AMY THATCHER – Solo (own label AT001)

SoloAmy Thatcher is usually to be found with The Shee or The Monster Ceilidh Band or alongside Kathryn Tickell in The Side. This, however, is her first solo album called, appropriately, Solo.

Amy plays a Pigini converter and utilises the free-bass system. Accordion experts, of whom I am emphatically not one, will understand this immediately but for the rest of us it means that the player has greater freedom with the left hand to form chords and play notes that the standard system doesn’t allow for. I think. When the first track got going after its pastoral opening section I searched the sleeve for the identity of the bassist but, of course, it’s all Amy.

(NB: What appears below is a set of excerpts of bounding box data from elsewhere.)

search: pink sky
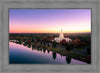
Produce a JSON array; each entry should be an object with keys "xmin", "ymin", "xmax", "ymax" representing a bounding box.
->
[{"xmin": 9, "ymin": 9, "xmax": 91, "ymax": 33}]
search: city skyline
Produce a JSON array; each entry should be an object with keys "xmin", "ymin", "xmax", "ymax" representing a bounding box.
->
[{"xmin": 9, "ymin": 9, "xmax": 91, "ymax": 33}]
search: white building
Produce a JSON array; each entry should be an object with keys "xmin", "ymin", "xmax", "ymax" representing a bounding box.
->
[{"xmin": 54, "ymin": 29, "xmax": 72, "ymax": 43}]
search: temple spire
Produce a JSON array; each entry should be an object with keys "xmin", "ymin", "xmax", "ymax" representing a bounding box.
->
[{"xmin": 61, "ymin": 28, "xmax": 62, "ymax": 33}]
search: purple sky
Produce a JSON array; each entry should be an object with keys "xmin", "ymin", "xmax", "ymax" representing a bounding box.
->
[{"xmin": 9, "ymin": 9, "xmax": 91, "ymax": 33}]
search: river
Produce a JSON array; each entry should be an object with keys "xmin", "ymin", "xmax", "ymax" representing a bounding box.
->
[{"xmin": 9, "ymin": 42, "xmax": 87, "ymax": 64}]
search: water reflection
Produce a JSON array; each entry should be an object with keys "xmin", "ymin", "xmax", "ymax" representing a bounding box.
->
[
  {"xmin": 66, "ymin": 56, "xmax": 71, "ymax": 64},
  {"xmin": 47, "ymin": 50, "xmax": 49, "ymax": 53},
  {"xmin": 52, "ymin": 52, "xmax": 56, "ymax": 60},
  {"xmin": 9, "ymin": 42, "xmax": 86, "ymax": 64},
  {"xmin": 43, "ymin": 49, "xmax": 46, "ymax": 53}
]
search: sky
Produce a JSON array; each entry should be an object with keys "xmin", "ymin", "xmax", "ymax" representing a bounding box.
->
[{"xmin": 9, "ymin": 9, "xmax": 91, "ymax": 33}]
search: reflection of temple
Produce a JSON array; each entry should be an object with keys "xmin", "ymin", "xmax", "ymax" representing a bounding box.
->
[
  {"xmin": 52, "ymin": 53, "xmax": 56, "ymax": 60},
  {"xmin": 54, "ymin": 29, "xmax": 72, "ymax": 43}
]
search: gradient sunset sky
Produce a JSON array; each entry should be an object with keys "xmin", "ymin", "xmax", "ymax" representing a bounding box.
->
[{"xmin": 9, "ymin": 9, "xmax": 91, "ymax": 33}]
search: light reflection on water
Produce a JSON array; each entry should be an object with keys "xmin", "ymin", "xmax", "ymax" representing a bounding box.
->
[{"xmin": 9, "ymin": 42, "xmax": 86, "ymax": 64}]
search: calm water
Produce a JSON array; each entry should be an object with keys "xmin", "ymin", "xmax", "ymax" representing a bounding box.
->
[{"xmin": 9, "ymin": 42, "xmax": 86, "ymax": 64}]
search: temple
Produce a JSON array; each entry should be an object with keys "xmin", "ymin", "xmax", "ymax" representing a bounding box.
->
[{"xmin": 54, "ymin": 29, "xmax": 72, "ymax": 43}]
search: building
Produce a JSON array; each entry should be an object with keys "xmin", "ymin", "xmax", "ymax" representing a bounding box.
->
[{"xmin": 53, "ymin": 29, "xmax": 72, "ymax": 43}]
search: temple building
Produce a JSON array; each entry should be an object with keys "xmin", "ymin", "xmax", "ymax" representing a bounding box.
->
[{"xmin": 53, "ymin": 29, "xmax": 72, "ymax": 43}]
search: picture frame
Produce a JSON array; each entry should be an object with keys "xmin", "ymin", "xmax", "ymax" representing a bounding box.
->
[{"xmin": 0, "ymin": 0, "xmax": 100, "ymax": 73}]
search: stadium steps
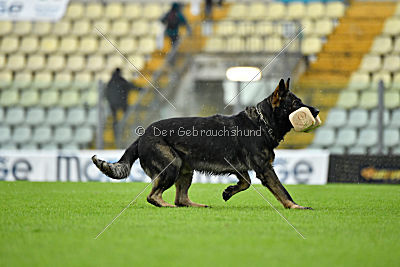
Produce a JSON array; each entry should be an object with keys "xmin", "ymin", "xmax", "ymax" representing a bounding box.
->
[{"xmin": 281, "ymin": 2, "xmax": 396, "ymax": 148}]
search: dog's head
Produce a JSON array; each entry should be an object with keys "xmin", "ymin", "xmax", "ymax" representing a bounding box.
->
[{"xmin": 257, "ymin": 78, "xmax": 319, "ymax": 130}]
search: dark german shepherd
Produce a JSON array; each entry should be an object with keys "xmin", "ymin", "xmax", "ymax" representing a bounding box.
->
[{"xmin": 92, "ymin": 79, "xmax": 319, "ymax": 209}]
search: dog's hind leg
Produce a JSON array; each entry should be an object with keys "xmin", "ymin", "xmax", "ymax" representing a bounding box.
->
[
  {"xmin": 175, "ymin": 168, "xmax": 209, "ymax": 208},
  {"xmin": 222, "ymin": 172, "xmax": 251, "ymax": 201},
  {"xmin": 257, "ymin": 167, "xmax": 312, "ymax": 209}
]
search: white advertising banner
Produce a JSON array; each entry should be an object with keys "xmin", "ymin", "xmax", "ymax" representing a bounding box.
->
[
  {"xmin": 0, "ymin": 150, "xmax": 329, "ymax": 184},
  {"xmin": 0, "ymin": 0, "xmax": 69, "ymax": 21}
]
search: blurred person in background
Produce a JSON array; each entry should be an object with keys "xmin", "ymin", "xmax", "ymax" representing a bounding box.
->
[
  {"xmin": 161, "ymin": 3, "xmax": 192, "ymax": 65},
  {"xmin": 105, "ymin": 68, "xmax": 141, "ymax": 139}
]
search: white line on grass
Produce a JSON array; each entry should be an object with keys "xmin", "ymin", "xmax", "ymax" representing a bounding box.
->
[
  {"xmin": 224, "ymin": 28, "xmax": 305, "ymax": 109},
  {"xmin": 94, "ymin": 158, "xmax": 176, "ymax": 239},
  {"xmin": 95, "ymin": 26, "xmax": 176, "ymax": 109},
  {"xmin": 224, "ymin": 157, "xmax": 306, "ymax": 239}
]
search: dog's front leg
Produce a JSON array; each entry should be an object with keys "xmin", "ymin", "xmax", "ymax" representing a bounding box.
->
[{"xmin": 257, "ymin": 167, "xmax": 311, "ymax": 209}]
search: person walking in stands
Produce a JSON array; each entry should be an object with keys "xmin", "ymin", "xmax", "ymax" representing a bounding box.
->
[
  {"xmin": 161, "ymin": 3, "xmax": 192, "ymax": 65},
  {"xmin": 105, "ymin": 68, "xmax": 141, "ymax": 140}
]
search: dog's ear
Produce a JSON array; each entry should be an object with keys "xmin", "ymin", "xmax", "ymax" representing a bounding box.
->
[{"xmin": 271, "ymin": 79, "xmax": 288, "ymax": 108}]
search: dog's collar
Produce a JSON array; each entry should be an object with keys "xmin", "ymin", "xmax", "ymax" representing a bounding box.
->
[{"xmin": 255, "ymin": 106, "xmax": 279, "ymax": 144}]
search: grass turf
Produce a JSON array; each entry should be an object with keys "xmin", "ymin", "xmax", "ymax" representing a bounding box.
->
[{"xmin": 0, "ymin": 182, "xmax": 400, "ymax": 266}]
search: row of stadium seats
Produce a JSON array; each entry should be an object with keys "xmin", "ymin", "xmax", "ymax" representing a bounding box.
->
[
  {"xmin": 311, "ymin": 127, "xmax": 400, "ymax": 154},
  {"xmin": 0, "ymin": 107, "xmax": 98, "ymax": 127},
  {"xmin": 336, "ymin": 90, "xmax": 400, "ymax": 110},
  {"xmin": 227, "ymin": 1, "xmax": 345, "ymax": 20},
  {"xmin": 0, "ymin": 89, "xmax": 98, "ymax": 107},
  {"xmin": 0, "ymin": 53, "xmax": 145, "ymax": 72},
  {"xmin": 214, "ymin": 18, "xmax": 336, "ymax": 37},
  {"xmin": 0, "ymin": 19, "xmax": 161, "ymax": 37},
  {"xmin": 0, "ymin": 126, "xmax": 94, "ymax": 149}
]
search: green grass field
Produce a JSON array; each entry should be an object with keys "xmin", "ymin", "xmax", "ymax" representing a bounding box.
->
[{"xmin": 0, "ymin": 182, "xmax": 400, "ymax": 266}]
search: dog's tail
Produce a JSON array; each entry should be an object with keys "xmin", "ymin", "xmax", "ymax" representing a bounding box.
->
[{"xmin": 92, "ymin": 140, "xmax": 139, "ymax": 180}]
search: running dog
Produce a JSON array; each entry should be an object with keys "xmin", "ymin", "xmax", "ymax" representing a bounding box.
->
[{"xmin": 92, "ymin": 79, "xmax": 319, "ymax": 209}]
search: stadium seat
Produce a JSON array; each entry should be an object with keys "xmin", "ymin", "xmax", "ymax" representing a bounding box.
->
[
  {"xmin": 13, "ymin": 21, "xmax": 32, "ymax": 36},
  {"xmin": 71, "ymin": 19, "xmax": 91, "ymax": 37},
  {"xmin": 236, "ymin": 21, "xmax": 255, "ymax": 36},
  {"xmin": 25, "ymin": 107, "xmax": 45, "ymax": 126},
  {"xmin": 39, "ymin": 90, "xmax": 58, "ymax": 107},
  {"xmin": 314, "ymin": 19, "xmax": 334, "ymax": 37},
  {"xmin": 356, "ymin": 128, "xmax": 378, "ymax": 147},
  {"xmin": 0, "ymin": 125, "xmax": 11, "ymax": 144},
  {"xmin": 247, "ymin": 2, "xmax": 268, "ymax": 20},
  {"xmin": 382, "ymin": 55, "xmax": 400, "ymax": 72},
  {"xmin": 371, "ymin": 71, "xmax": 392, "ymax": 90},
  {"xmin": 11, "ymin": 126, "xmax": 32, "ymax": 144},
  {"xmin": 46, "ymin": 107, "xmax": 65, "ymax": 126},
  {"xmin": 286, "ymin": 2, "xmax": 306, "ymax": 20},
  {"xmin": 46, "ymin": 54, "xmax": 65, "ymax": 71},
  {"xmin": 39, "ymin": 36, "xmax": 58, "ymax": 54},
  {"xmin": 53, "ymin": 126, "xmax": 72, "ymax": 144},
  {"xmin": 58, "ymin": 36, "xmax": 78, "ymax": 55},
  {"xmin": 0, "ymin": 36, "xmax": 19, "ymax": 54},
  {"xmin": 347, "ymin": 146, "xmax": 367, "ymax": 155},
  {"xmin": 53, "ymin": 71, "xmax": 72, "ymax": 89},
  {"xmin": 382, "ymin": 18, "xmax": 400, "ymax": 36},
  {"xmin": 215, "ymin": 21, "xmax": 236, "ymax": 36},
  {"xmin": 0, "ymin": 20, "xmax": 13, "ymax": 37},
  {"xmin": 103, "ymin": 2, "xmax": 123, "ymax": 20},
  {"xmin": 266, "ymin": 2, "xmax": 287, "ymax": 20},
  {"xmin": 383, "ymin": 129, "xmax": 400, "ymax": 147},
  {"xmin": 4, "ymin": 107, "xmax": 25, "ymax": 125},
  {"xmin": 384, "ymin": 91, "xmax": 400, "ymax": 109},
  {"xmin": 122, "ymin": 2, "xmax": 142, "ymax": 20},
  {"xmin": 324, "ymin": 108, "xmax": 347, "ymax": 128},
  {"xmin": 59, "ymin": 90, "xmax": 79, "ymax": 107},
  {"xmin": 138, "ymin": 37, "xmax": 156, "ymax": 54},
  {"xmin": 347, "ymin": 109, "xmax": 368, "ymax": 128},
  {"xmin": 25, "ymin": 55, "xmax": 46, "ymax": 71},
  {"xmin": 306, "ymin": 2, "xmax": 325, "ymax": 19},
  {"xmin": 359, "ymin": 55, "xmax": 381, "ymax": 72},
  {"xmin": 389, "ymin": 108, "xmax": 400, "ymax": 129},
  {"xmin": 19, "ymin": 90, "xmax": 39, "ymax": 107},
  {"xmin": 313, "ymin": 127, "xmax": 335, "ymax": 147},
  {"xmin": 359, "ymin": 91, "xmax": 378, "ymax": 109},
  {"xmin": 51, "ymin": 20, "xmax": 71, "ymax": 36},
  {"xmin": 301, "ymin": 37, "xmax": 322, "ymax": 55},
  {"xmin": 31, "ymin": 71, "xmax": 53, "ymax": 89},
  {"xmin": 65, "ymin": 107, "xmax": 86, "ymax": 126},
  {"xmin": 325, "ymin": 1, "xmax": 346, "ymax": 19},
  {"xmin": 12, "ymin": 71, "xmax": 33, "ymax": 89},
  {"xmin": 255, "ymin": 21, "xmax": 274, "ymax": 36},
  {"xmin": 371, "ymin": 36, "xmax": 393, "ymax": 55},
  {"xmin": 118, "ymin": 37, "xmax": 137, "ymax": 54},
  {"xmin": 348, "ymin": 72, "xmax": 370, "ymax": 90},
  {"xmin": 19, "ymin": 36, "xmax": 39, "ymax": 54},
  {"xmin": 335, "ymin": 128, "xmax": 357, "ymax": 147},
  {"xmin": 65, "ymin": 2, "xmax": 84, "ymax": 20},
  {"xmin": 368, "ymin": 109, "xmax": 390, "ymax": 128},
  {"xmin": 227, "ymin": 3, "xmax": 249, "ymax": 20},
  {"xmin": 32, "ymin": 125, "xmax": 52, "ymax": 144},
  {"xmin": 65, "ymin": 55, "xmax": 86, "ymax": 71},
  {"xmin": 85, "ymin": 2, "xmax": 104, "ymax": 20},
  {"xmin": 0, "ymin": 90, "xmax": 19, "ymax": 107},
  {"xmin": 336, "ymin": 90, "xmax": 358, "ymax": 109},
  {"xmin": 32, "ymin": 21, "xmax": 51, "ymax": 37},
  {"xmin": 246, "ymin": 36, "xmax": 264, "ymax": 52},
  {"xmin": 73, "ymin": 126, "xmax": 93, "ymax": 145},
  {"xmin": 85, "ymin": 55, "xmax": 104, "ymax": 71},
  {"xmin": 110, "ymin": 19, "xmax": 129, "ymax": 37},
  {"xmin": 142, "ymin": 3, "xmax": 163, "ymax": 20}
]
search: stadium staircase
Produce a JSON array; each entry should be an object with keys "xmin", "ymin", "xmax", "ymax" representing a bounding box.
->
[{"xmin": 281, "ymin": 2, "xmax": 396, "ymax": 148}]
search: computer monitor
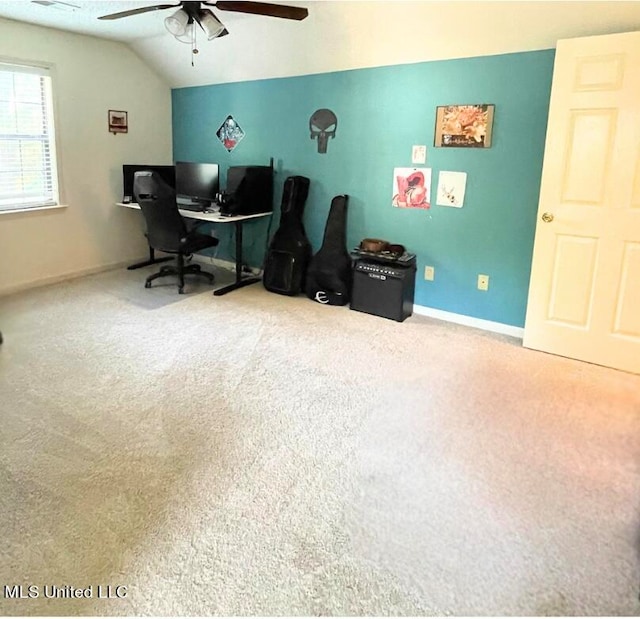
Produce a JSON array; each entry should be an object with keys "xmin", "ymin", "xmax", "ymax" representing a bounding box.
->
[
  {"xmin": 122, "ymin": 164, "xmax": 176, "ymax": 204},
  {"xmin": 176, "ymin": 161, "xmax": 220, "ymax": 206},
  {"xmin": 220, "ymin": 165, "xmax": 273, "ymax": 215}
]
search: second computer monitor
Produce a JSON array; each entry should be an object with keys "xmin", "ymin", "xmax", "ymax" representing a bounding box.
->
[
  {"xmin": 122, "ymin": 163, "xmax": 176, "ymax": 204},
  {"xmin": 176, "ymin": 161, "xmax": 220, "ymax": 205}
]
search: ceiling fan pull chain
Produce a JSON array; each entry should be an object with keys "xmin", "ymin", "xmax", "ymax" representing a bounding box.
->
[{"xmin": 191, "ymin": 23, "xmax": 199, "ymax": 67}]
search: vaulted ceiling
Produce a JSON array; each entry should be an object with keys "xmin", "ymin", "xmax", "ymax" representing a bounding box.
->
[{"xmin": 0, "ymin": 0, "xmax": 640, "ymax": 87}]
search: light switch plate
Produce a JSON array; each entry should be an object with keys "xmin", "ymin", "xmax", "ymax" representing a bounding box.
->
[{"xmin": 411, "ymin": 145, "xmax": 427, "ymax": 163}]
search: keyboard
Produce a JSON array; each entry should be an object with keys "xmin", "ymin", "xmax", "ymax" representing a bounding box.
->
[{"xmin": 178, "ymin": 202, "xmax": 205, "ymax": 213}]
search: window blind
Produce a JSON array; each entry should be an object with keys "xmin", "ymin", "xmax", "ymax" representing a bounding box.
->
[{"xmin": 0, "ymin": 63, "xmax": 58, "ymax": 211}]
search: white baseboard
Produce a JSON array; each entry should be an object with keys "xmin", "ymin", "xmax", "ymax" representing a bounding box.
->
[
  {"xmin": 0, "ymin": 260, "xmax": 133, "ymax": 297},
  {"xmin": 191, "ymin": 254, "xmax": 262, "ymax": 276},
  {"xmin": 413, "ymin": 305, "xmax": 524, "ymax": 339}
]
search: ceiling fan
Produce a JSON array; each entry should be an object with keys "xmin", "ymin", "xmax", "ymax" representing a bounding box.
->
[{"xmin": 98, "ymin": 0, "xmax": 309, "ymax": 46}]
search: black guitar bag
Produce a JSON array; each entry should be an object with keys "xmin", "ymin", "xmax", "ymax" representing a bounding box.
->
[
  {"xmin": 305, "ymin": 196, "xmax": 351, "ymax": 305},
  {"xmin": 262, "ymin": 176, "xmax": 311, "ymax": 296}
]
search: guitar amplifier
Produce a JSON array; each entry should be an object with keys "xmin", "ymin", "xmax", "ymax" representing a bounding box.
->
[{"xmin": 350, "ymin": 255, "xmax": 416, "ymax": 322}]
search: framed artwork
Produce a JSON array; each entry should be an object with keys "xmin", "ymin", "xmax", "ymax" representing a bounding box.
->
[
  {"xmin": 391, "ymin": 168, "xmax": 431, "ymax": 209},
  {"xmin": 434, "ymin": 103, "xmax": 495, "ymax": 148},
  {"xmin": 109, "ymin": 110, "xmax": 129, "ymax": 133},
  {"xmin": 216, "ymin": 115, "xmax": 244, "ymax": 153}
]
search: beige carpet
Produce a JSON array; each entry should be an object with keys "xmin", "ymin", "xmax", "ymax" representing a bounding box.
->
[{"xmin": 0, "ymin": 270, "xmax": 640, "ymax": 615}]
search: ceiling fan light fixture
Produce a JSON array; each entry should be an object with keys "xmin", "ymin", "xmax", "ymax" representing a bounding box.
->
[
  {"xmin": 175, "ymin": 21, "xmax": 196, "ymax": 43},
  {"xmin": 164, "ymin": 9, "xmax": 191, "ymax": 40},
  {"xmin": 198, "ymin": 9, "xmax": 224, "ymax": 41}
]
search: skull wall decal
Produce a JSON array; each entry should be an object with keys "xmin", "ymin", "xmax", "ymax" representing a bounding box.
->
[{"xmin": 309, "ymin": 108, "xmax": 338, "ymax": 153}]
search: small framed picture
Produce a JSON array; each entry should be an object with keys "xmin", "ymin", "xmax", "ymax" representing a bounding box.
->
[
  {"xmin": 109, "ymin": 110, "xmax": 129, "ymax": 133},
  {"xmin": 434, "ymin": 103, "xmax": 495, "ymax": 148}
]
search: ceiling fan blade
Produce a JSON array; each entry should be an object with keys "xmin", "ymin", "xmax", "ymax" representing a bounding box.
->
[
  {"xmin": 98, "ymin": 4, "xmax": 180, "ymax": 19},
  {"xmin": 210, "ymin": 0, "xmax": 309, "ymax": 21}
]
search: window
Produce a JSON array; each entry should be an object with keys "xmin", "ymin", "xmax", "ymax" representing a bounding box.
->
[{"xmin": 0, "ymin": 63, "xmax": 58, "ymax": 212}]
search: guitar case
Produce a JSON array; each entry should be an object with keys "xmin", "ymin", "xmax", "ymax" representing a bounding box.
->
[
  {"xmin": 305, "ymin": 195, "xmax": 351, "ymax": 305},
  {"xmin": 262, "ymin": 176, "xmax": 311, "ymax": 296}
]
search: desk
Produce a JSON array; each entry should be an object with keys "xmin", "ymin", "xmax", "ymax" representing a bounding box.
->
[{"xmin": 117, "ymin": 202, "xmax": 272, "ymax": 297}]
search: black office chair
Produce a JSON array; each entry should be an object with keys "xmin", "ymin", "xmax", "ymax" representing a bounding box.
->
[{"xmin": 133, "ymin": 170, "xmax": 218, "ymax": 294}]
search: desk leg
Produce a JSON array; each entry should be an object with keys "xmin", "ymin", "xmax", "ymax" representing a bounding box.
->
[
  {"xmin": 127, "ymin": 246, "xmax": 173, "ymax": 271},
  {"xmin": 213, "ymin": 221, "xmax": 260, "ymax": 297}
]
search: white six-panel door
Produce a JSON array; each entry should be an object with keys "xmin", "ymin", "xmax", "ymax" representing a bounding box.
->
[{"xmin": 524, "ymin": 32, "xmax": 640, "ymax": 373}]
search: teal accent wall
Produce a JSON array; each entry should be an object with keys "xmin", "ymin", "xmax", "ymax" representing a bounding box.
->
[{"xmin": 172, "ymin": 50, "xmax": 554, "ymax": 327}]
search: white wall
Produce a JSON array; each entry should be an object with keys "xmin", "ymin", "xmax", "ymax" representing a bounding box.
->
[
  {"xmin": 0, "ymin": 19, "xmax": 172, "ymax": 294},
  {"xmin": 130, "ymin": 0, "xmax": 640, "ymax": 88}
]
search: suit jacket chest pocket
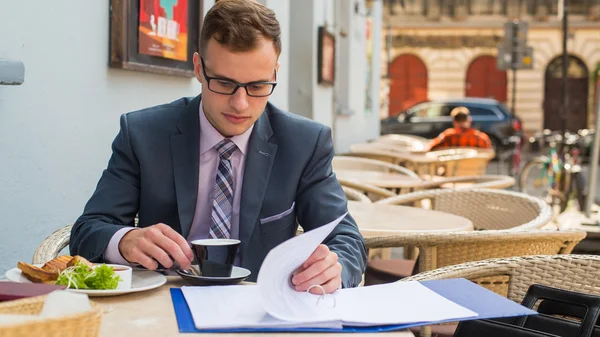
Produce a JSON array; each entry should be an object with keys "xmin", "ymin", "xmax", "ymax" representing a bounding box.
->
[{"xmin": 260, "ymin": 202, "xmax": 296, "ymax": 235}]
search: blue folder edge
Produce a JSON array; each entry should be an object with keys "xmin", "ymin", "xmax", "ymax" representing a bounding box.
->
[{"xmin": 170, "ymin": 278, "xmax": 537, "ymax": 333}]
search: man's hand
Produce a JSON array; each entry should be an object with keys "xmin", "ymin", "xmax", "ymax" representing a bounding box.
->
[
  {"xmin": 119, "ymin": 223, "xmax": 194, "ymax": 270},
  {"xmin": 292, "ymin": 245, "xmax": 342, "ymax": 295}
]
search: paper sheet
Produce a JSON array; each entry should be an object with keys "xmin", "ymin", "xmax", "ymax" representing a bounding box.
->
[
  {"xmin": 256, "ymin": 213, "xmax": 347, "ymax": 322},
  {"xmin": 181, "ymin": 285, "xmax": 342, "ymax": 330},
  {"xmin": 335, "ymin": 282, "xmax": 477, "ymax": 326}
]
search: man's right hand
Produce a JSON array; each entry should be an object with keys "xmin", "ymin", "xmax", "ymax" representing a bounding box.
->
[{"xmin": 119, "ymin": 223, "xmax": 194, "ymax": 270}]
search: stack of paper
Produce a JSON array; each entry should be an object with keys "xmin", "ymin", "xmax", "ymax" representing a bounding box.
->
[{"xmin": 182, "ymin": 214, "xmax": 477, "ymax": 330}]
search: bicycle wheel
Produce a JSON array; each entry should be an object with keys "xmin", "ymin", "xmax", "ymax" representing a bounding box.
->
[{"xmin": 519, "ymin": 157, "xmax": 551, "ymax": 199}]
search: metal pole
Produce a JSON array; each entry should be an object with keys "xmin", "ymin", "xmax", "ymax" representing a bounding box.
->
[
  {"xmin": 511, "ymin": 0, "xmax": 523, "ymax": 116},
  {"xmin": 580, "ymin": 90, "xmax": 600, "ymax": 219},
  {"xmin": 371, "ymin": 0, "xmax": 383, "ymax": 116},
  {"xmin": 561, "ymin": 0, "xmax": 569, "ymax": 136}
]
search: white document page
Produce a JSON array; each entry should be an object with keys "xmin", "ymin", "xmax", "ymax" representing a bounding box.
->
[
  {"xmin": 181, "ymin": 285, "xmax": 342, "ymax": 330},
  {"xmin": 336, "ymin": 282, "xmax": 477, "ymax": 326},
  {"xmin": 256, "ymin": 213, "xmax": 347, "ymax": 322}
]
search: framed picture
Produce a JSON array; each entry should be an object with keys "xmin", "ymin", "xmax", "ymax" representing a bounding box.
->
[
  {"xmin": 109, "ymin": 0, "xmax": 202, "ymax": 77},
  {"xmin": 317, "ymin": 26, "xmax": 335, "ymax": 86}
]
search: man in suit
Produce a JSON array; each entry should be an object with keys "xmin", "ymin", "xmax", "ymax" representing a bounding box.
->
[{"xmin": 70, "ymin": 0, "xmax": 366, "ymax": 293}]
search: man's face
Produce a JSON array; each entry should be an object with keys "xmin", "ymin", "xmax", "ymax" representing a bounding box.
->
[
  {"xmin": 194, "ymin": 38, "xmax": 279, "ymax": 137},
  {"xmin": 454, "ymin": 116, "xmax": 471, "ymax": 129}
]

I must confess that I’m not a great fan of squeeze-boxes of any description, although I’m always nice to John Kirkpatrick because he’s bigger than me, but I reckon that even he could learn a trick or two from listening to this record. Forget accompaniment or dancing, Solo is definitely an album for listening to and if you let yourself drift away it will be over before you know. Actually, the final track, ‘Stomping Clog (remix)’ will bring you back to reality quite sharply – it does exactly what it says. The album isn’t all soft and delicate by any means and the one non-original tune, Shona Mooney’s ‘Sleep Spindles’, paired with ‘Zakopane Christmas’ will set your feet tapping and I’m still trying to get my head round the fact that Amy can play two different rhythms at once as she does on ‘Jo Lin’

Solo is an unexpected album of piano-accordion and I like it a lot more than I thought I would – it’s always good to be surprised.